La Chine est le reflet dystopique des fantasmes panoptiques que projette l’Occident. En haut de la liste, il y a évidemment le système de crédit social (SCS). A la lecture de ce livre, il apparaît que ce dispositif de contrôle est apprécié de la population (dans certains cas comme à Rongcheng). Ce modèle s’inspire de la pensée confucéenne qui considère que « la crainte de la honte, plus que les lois, qui incitait les hommes à suivre correctement les règles. » Il n’y a pas de SCS unifié à l’échelle du pays mais plusieurs modèles s’expérimentent et cohabitent dans différentes provinces chinoises. Ce modèle est aussi l’occasion pour l’Etat de combler les lacunes en matère de collecte de données aussi surprenant que cela puisse paraître. Les habitants ne sont pas les seuls à être soumis à ce système. Les entreprises aussi sont sujttes à un crédit social. Cette décision est apparue comme une réponse à la défiance de la population envers les entreprises. Chaque entreprise dispose désormais d’un matricule à 18 chiffres y compris les sociétés étrangères.
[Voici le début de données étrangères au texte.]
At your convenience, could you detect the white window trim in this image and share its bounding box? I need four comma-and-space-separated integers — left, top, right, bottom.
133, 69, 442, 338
Les difficultés que peuvent vivre les personnes qui sont fichées ou ont un mauvais score ont déjà été rapportées par la presse  occidentale pour pointer du doigt le SCS. Les individus qui sont inscrits sur la liste des personnes malhonnêtes peuvent se voir interdire d’acheter un billet d’avion, certains produits de luxe ou de bénéficier d’un prêt immobiier. En 2016, on estime que 4,9 millions de personnes « se sont vues interdire de voyager en avion » (p.133). Les personnes peuvent essayer de récupérer des points en réalisant de bonnes actions. Parmi la liste des actions possibles certaines évoquent 1984 de Georges Orwell comme le fait de participer à des initiatives du Parti. Cela ressemble aux soirées organisées par Big Brother auxquelles participe Winston certains soirs.
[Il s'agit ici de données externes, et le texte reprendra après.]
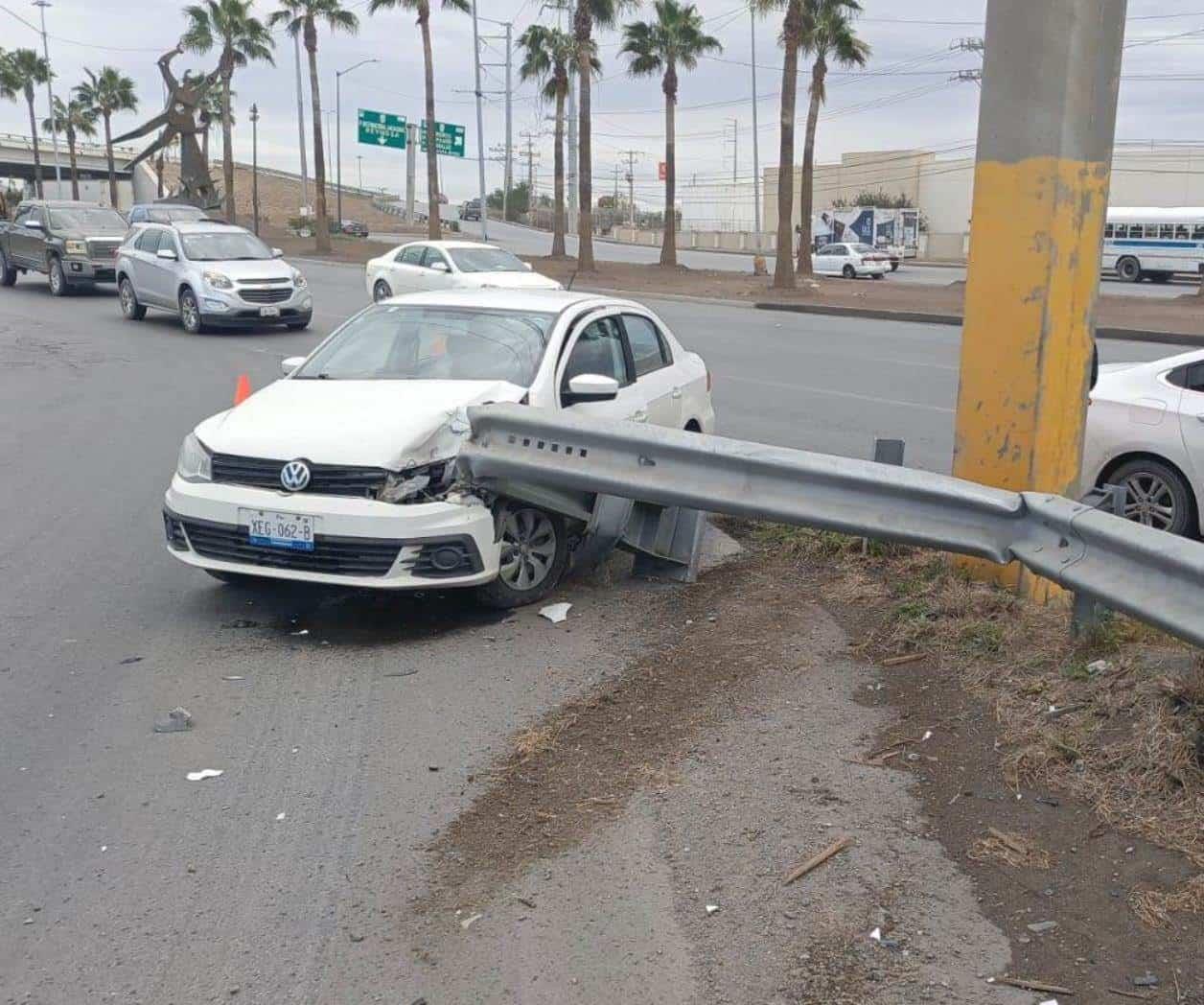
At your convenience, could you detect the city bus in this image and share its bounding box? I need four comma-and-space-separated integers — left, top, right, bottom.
1100, 206, 1204, 283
La perception des occidentaux est biaisée et comme le rappelle l’auteur, les mesures prises par la Chine ne sont pas si éloignées que celles prises par certains pays démocratiques. Et de citer l’exemple de l’interdiction de participer à certaines manifestations sportives en Italie prise contre certains supporters. Ce qui distingue le modèle chinois est la disproportionnalité des peines. La grande force de ce livre est de pouvoir parler de la place de la technologie dans la société chinoise depuis l’intérieur. L’expérience de l’auteur est cruciale pour tenter de saisir les mécanismes à l’oeuvre et la réalité vécue par 1,4 milliard d’individus. Les intentions politiques  (en particulier contre les Ouïghoures extrêmement confrontés aux technologies de surveillance) de l’État et la rapidité de l’évolution de la place des technologies, amplifiée par la crise sanitaire du coronavirus, devraient nous aider à interroger nos régimes dits démocratiques et les choix techno-sécuritaires de nos représentants politiques.